I just read Mosfet's reply to Pennington's article. I've got a few things to say, too. Click on the Read more... link to read the short piece.
Hi there, Mosfet:
Well, I think you kinda missed the original point (or perhaps the unsaid but wanted-to-express point) in Havoc's article. GNOME usability testing did uncover two things:
- bad organization and preference bloat hinders usability
- many preferences make the user feel "in control"

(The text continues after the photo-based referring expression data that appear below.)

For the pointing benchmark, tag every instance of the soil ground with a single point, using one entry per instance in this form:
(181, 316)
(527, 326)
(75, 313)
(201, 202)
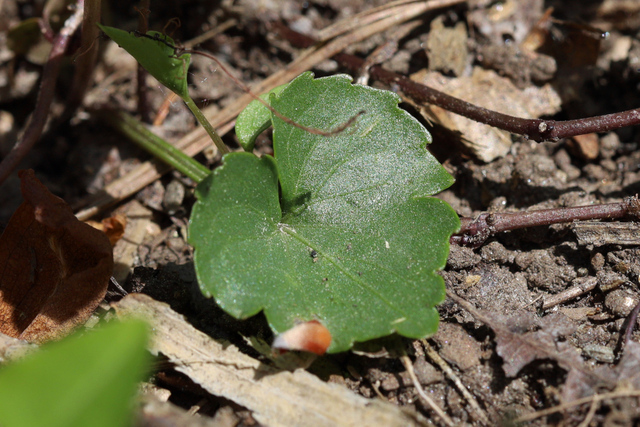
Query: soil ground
(508, 278)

Why does it sound like am I contradicting myself? Because "many preferences" is not the same as "preference bloat". He's right regarding many free software applications having options to "unbreak my program, please". I'm a software developer (I do Directory administrator) and you wouldn't believe the amount of preferences people request. This is the REAL issue (kinda easy after you think), exemplified by a mocked up conversation with one of my users:
U> Hey, can you put a gizmo to find a specific user in your app?
Me> What is it you want exactly? Why do you want the preference?
U> Finding a particular user is very hard.
Me> I'll think a solution to the problem.
two days later, I did keyboard navigation (a kludge that works around the shitty GnomeIconList control, now deprecated).
U> This is better than what I asked! Thanks!
So, see, the conversation always begins with a request that SIDESTEPS the core issue (being that something is fundamentally broken in my app). Finding out what really has to be fixed (the core issue) is my task as a responsible developer. Yes, I have to listen to the user, but I have to *ask myself* "why does this guy ask for preference X? what could possibly be wrong" before I even begin to think how to implement that feature. Then, the solutions I come up with have to pass the bar test of "does this make my app simpler or more complicated to use?".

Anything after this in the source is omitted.